Elasticsearch takes care of these core Lucene operations for me, there was never any good reason for me to issue one of these commands when the default ES settings would accomplish it within a few minutes.

The optimize command in particular is dangerous since it merges all segments in the Lucene index (a very time consuming operation). The code I wrote which at first was issuing innocuous optimize commands after doing some bulk indexing by hand eventually started getting called repeatedly in automated jobs. Fortunately it never rose to a level of causing real problems, but its easy for code you write to get unintentionally called.

Again, this was a case of premature optimization.

4. Set the Appropriate Production Flags

This is another case that didn’t cause a real issue, but could have in the future. The default settings for ES are set to ensure it works to quickly start development. This means that a few of the default settings are not what you want when in production. In particular:

  • discovery.zen.minimum_master_nodes
    • Should be set to something like N/2 + 1 where N is the number of available master nodes.
  • action.disable_delete_all_indices
    • Do you really want to allow a single command (that could be mistyped) to delete all of your indices? No, neither do I.
  • gateway.recover_after_nodes
    • How many nodes need to be up before the recovery process starts replicating data around the cluster.
  • index.cache.field.type: soft (in 0.90 this field name changed to index.fielddata.cache.

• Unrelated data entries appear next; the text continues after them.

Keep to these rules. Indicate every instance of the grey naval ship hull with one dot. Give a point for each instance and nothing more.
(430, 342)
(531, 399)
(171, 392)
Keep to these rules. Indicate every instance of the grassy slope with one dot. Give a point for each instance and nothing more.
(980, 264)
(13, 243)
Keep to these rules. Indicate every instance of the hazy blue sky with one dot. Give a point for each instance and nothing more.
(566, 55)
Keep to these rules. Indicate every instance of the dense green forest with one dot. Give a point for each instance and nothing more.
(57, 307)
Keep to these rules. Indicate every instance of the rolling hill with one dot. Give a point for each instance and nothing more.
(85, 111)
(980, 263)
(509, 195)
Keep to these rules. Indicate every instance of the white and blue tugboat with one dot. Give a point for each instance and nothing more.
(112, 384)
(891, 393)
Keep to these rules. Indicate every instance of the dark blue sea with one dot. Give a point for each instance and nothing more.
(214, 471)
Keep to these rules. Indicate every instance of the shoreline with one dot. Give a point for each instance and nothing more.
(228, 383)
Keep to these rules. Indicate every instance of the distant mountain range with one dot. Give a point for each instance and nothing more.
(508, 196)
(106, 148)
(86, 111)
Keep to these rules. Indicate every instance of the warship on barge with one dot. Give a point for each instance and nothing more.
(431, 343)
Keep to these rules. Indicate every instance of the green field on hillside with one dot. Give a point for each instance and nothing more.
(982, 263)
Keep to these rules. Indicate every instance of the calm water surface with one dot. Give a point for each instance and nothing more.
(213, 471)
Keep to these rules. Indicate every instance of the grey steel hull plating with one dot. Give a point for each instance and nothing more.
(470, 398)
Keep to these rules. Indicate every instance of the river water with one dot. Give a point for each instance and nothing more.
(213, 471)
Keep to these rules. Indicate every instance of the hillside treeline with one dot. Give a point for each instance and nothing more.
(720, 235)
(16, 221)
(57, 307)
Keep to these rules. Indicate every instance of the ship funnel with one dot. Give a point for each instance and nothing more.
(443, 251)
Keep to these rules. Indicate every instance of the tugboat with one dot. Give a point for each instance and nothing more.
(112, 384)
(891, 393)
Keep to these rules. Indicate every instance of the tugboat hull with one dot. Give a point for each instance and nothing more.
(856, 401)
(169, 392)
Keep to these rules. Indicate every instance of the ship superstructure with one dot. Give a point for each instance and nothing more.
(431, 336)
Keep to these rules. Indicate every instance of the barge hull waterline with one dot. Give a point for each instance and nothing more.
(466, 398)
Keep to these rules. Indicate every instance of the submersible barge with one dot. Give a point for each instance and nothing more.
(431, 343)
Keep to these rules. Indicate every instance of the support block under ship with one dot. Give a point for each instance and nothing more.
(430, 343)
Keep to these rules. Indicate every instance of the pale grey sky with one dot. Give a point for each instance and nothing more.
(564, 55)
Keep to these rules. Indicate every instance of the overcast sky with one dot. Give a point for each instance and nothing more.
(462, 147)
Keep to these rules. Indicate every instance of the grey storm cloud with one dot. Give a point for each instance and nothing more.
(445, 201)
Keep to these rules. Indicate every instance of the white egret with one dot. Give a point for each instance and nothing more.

Thanks Olivier for the heads up.)
    • I started setting my field cache to soft to ensure that it never created OutOfMemory errors. I think this was particularly helpful because we are doing a lot of faceting.
    • Update 2014-01-09: the indices.fielddata.cache.size setting introduced in 0.90 is a better way to prevent running into OutOfMemory exceptions due to the field cache getting too big. I am no longer using the soft field data cache.

5. Do Not Use _type as Another Field

The _type field can entice you to use it as another field to indicate a category for your document. Don’t let it.

Here’s where I went wrong. WordPress posts can have different types (post_type) which allow displaying the content of the post in different ways (e.g. image posts, video posts, quotes, a status message). This despite the different post types all using the same schema. This seemed to align pretty well with the _type fields so I used an ES dynamic mapping to have post_type == _type.

The biggest problem with this is how do you determine the document’s _type after a post has been deleted from the database and you want to also delete it from your index. A document is uniquely identified both by its _id and its _type.

  • If you delete from your RDBMS first (or NoSQL data store flavor of the month), then you may no longer have the _type available to delete the object.
  • If you delete from ES first then what if the RDBMS delete operation fails for some reason.

Making the _type independent of any data within the document ensures that all you will need is the document id. This was one of those “Oh, that was dumb of me” bugs that I completely missed when building my index.